Reference / Inspiration
I wrote up the guiding concept behind this idea earlier today here:
The House That Knows What It Holds
That post describes the behavioral goal. What follows is how I’m starting to translate that idea into a Home Assistant integration.
The Problem
Home Assistant does an incredible job modeling:
- Devices
- Entities
- Rooms (Areas)
- People
…but it doesn’t currently have a concept of:
what the home actually contains
We can control devices, automate rooms, and respond to presence — but the system doesn’t understand:
- what a thing is
- what it’s worth
- what it needs to remain in good condition
- or how to describe it meaningfully
The Concept
I’m building a custom integration that introduces a new first-class concept:
→ Assets
An Asset represents anything in the home:
Device-backed assets
- TV → linked to
media_player.den_tv - Sonos → linked to speaker entities
- Network equipment in a closet
Non-device assets
- Artwork
- Antiques
- Furniture
- Collectibles
Design Principles
This is intentionally designed to feel native to Home Assistant—not a bolt-on system.
Uses Home Assistant taxonomy directly
- Areas → where the asset lives
- Labels → classification (no separate schema)
If a device is already labeled tv, the asset inherits that. No duplication.
Assets can link to devices
Example:
- Asset: “Den TV”
- Linked to:
media_player.den_tv
The device remains the control surface.
The asset adds meaning:
- value
- purchase context
- insurance info
- narrative
Three distinct descriptions (built-in)
Every asset has:
- Guest description (safe, presentational)
- Owner description (story/context)
- Insurance/legal description (factual, formal)

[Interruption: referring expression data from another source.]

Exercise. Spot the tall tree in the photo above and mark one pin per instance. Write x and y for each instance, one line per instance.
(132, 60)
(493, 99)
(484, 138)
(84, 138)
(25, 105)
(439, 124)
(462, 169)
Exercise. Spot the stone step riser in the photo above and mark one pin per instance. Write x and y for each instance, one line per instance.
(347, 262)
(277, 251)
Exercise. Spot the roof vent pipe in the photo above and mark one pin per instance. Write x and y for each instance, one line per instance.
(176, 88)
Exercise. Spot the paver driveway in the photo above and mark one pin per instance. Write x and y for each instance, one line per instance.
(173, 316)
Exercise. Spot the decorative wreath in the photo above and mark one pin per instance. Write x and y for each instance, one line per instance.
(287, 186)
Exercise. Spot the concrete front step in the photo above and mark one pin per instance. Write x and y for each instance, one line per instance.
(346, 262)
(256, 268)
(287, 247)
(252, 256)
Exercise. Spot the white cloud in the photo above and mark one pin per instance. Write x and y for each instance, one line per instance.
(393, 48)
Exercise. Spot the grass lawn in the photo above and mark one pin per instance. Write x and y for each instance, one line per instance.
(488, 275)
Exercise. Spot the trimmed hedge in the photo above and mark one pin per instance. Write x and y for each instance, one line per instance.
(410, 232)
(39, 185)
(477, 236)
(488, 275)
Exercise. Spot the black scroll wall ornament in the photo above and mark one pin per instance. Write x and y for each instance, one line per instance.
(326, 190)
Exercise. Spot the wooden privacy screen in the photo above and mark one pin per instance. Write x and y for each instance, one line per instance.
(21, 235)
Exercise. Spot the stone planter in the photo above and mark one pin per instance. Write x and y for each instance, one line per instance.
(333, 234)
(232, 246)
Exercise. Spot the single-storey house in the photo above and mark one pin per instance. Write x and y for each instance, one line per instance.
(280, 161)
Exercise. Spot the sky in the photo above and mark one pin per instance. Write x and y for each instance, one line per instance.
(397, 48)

This lets the system respond differently depending on context.
Attachments and documentation
Assets can include:
- Photos
- Receipts
- Appraisals
- Manuals
- Warranty documents
- Insurance references
…and also record:
- Physical document locations
- safe
- safe deposit box
- binder
The Differentiator
This is the part that (to my knowledge) doesn’t currently exist in Home Assistant:
→ Assets define their proper operating environment
Examples:
Art / antiques
- temperature range
- humidity range
- light exposure (no direct sunlight)
Electronics / infrastructure
- max temperature
- airflow expectations
- humidity tolerance
What that enables
The system can evaluate:
“Are the current room conditions appropriate for the things in this room?”
Examples:
- Painting at risk due to high humidity
- Data closet overheating
- Direct sunlight affecting sensitive items
This doesn’t automatically act (at least initially), but it:
- exposes state (
asset_at_risk) - emits events
- integrates into existing automation patterns
Architecture Approach
This is being built as a custom Home Assistant integration, not an external system.
Key decisions:
- Local storage using HA-native patterns (no helpers as a database)
- Media stored via Home Assistant Media Source
- Services for CRUD operations (
add_asset,update_asset, etc.) - Entities for monitoring (
binary_sensor.asset_*_at_risk) - Integration designed to work with Assist / voice workflows
Example (simplified)
asset:
name: "Den Television"
area: den
linked_device: media_player.den_tv
labels:
- tv
- electronics
- insured
descriptions:
guest: "Main television in the den"
owner: "Upgraded during remodel"
insurance: "Samsung 75\" QLED, model XYZ"
operating_environment:
temperature: { min: 50, max: 95 }
humidity: { min: 20, max: 80 }
documents:
- type: receipt
ref: media-source://media_source/local/assets/den_tv/receipt.pdf
What I’m Looking For
I’m not trying to design this by committee — but I would value feedback on a few specific points:
1. Device ↔ Asset relationship
Does linking an abstract “asset” to an existing HA device feel like the right model?
2. Label-based classification
Using HA labels as the single classification system (instead of introducing “asset types”) seems like the cleanest approach.
Does that align with how others would expect to use this?
3. Environment-aware assets
Would you find value in assets carrying environmental constraints (temp, humidity, light) and exposing “at risk” states?
4. Overlap check
Have you seen anything similar implemented (custom integration or otherwise)?
I’ve looked at inventory apps and asset trackers, but they don’t seem to integrate this way into HA’s core model.
Closing Thought
This is an attempt to extend Home Assistant from:
“a system that controls your home”
to
“a system that understands and protects what your home contains.”
I’m just getting started on the integration now, but this feels like a natural next layer for the platform.
Would appreciate focused feedback from anyone who has built custom integrations or thought about similar problems.